Below is my code and a picture of the gibberish. It's different every time. If i pull out the temp sensor, i still get gibberish, sometimes. I'm at a loss as to what to even be looking at now. Any ideas?


// include the library code:
#include <LiquidCrystal.h>

// initialize the library with the numbers of the interface pins
LiquidCrystal lcd(12, 11, 5, 4, 3, 2);

//set capacities
int keg1_volume = 19;
int keg2_volume = 19;
const int temperaturePin = 0;

void setup() {
  //initial delay

  //set contrast
  pinMode(9, OUTPUT);
  analogWrite(9, 100);

  // set up the LCD's number of columns and rows:
  lcd.begin(20, 4);

  // Print header to the LCD
  lcd.setCursor(6, 0);
  lcd.print("Keg (C)");
  lcd.print("Keg (F)");

  //initialize serial for debugging

  //get voltage and calculate temp
  float voltage, degreesC, degreesF;
  voltage = getVoltage(temperaturePin);
  degreesC = (voltage - 0.5) * 100.0;
  degreesF = degreesC * (9.0/5.0) + 32.0;

  //display temp


void loop() {   

float getVoltage(int pin)
  return (analogRead(pin) * 0.004882814);
  • Does problem still occur if you substitute a fixed voltage (eg use a voltage divider or pot) for the PWM'd contrast input?

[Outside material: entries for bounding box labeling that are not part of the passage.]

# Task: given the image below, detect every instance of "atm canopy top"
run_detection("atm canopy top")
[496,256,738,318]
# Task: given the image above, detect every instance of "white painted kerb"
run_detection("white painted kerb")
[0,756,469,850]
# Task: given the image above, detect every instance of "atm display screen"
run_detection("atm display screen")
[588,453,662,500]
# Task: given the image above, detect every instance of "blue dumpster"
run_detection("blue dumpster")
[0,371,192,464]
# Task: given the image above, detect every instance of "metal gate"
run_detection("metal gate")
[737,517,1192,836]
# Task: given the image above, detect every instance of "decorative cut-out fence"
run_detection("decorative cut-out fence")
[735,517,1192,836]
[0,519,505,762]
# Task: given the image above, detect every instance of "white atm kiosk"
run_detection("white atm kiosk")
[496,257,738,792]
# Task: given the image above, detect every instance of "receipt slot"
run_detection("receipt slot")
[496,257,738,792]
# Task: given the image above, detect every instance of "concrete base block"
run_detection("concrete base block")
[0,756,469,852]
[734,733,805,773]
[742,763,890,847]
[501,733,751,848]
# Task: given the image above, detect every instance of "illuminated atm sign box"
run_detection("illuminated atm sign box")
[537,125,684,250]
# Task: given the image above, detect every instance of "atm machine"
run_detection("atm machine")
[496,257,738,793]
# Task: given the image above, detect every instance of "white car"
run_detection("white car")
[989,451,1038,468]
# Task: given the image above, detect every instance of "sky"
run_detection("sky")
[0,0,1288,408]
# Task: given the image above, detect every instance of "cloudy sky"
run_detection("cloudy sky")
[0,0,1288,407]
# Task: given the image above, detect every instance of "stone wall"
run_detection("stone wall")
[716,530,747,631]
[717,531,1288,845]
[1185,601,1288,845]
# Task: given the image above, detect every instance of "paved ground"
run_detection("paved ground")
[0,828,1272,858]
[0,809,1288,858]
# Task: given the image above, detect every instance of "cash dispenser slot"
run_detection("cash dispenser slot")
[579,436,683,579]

The PWM's sharp-cornered waveform might be introducing a lot of noise into the LCD. If fixed voltage fixes the problem, and you still want to use PWM, put a good low-pass filter between PWM and LCD pin 3 or whatever Jan 20, 2017 at 1:26
  • that was it. i had originally tried to use the pot, but couldn't get it to work (no clue why, hence using the PWM). just changed back to pot, and it's all beautiful now. thank you so much for the help!!!!
    – Charles
    Jan 20, 2017 at 5:14

1 Answer 1


Used a pot instead of the PWM from pin 9. Thanks for the help!!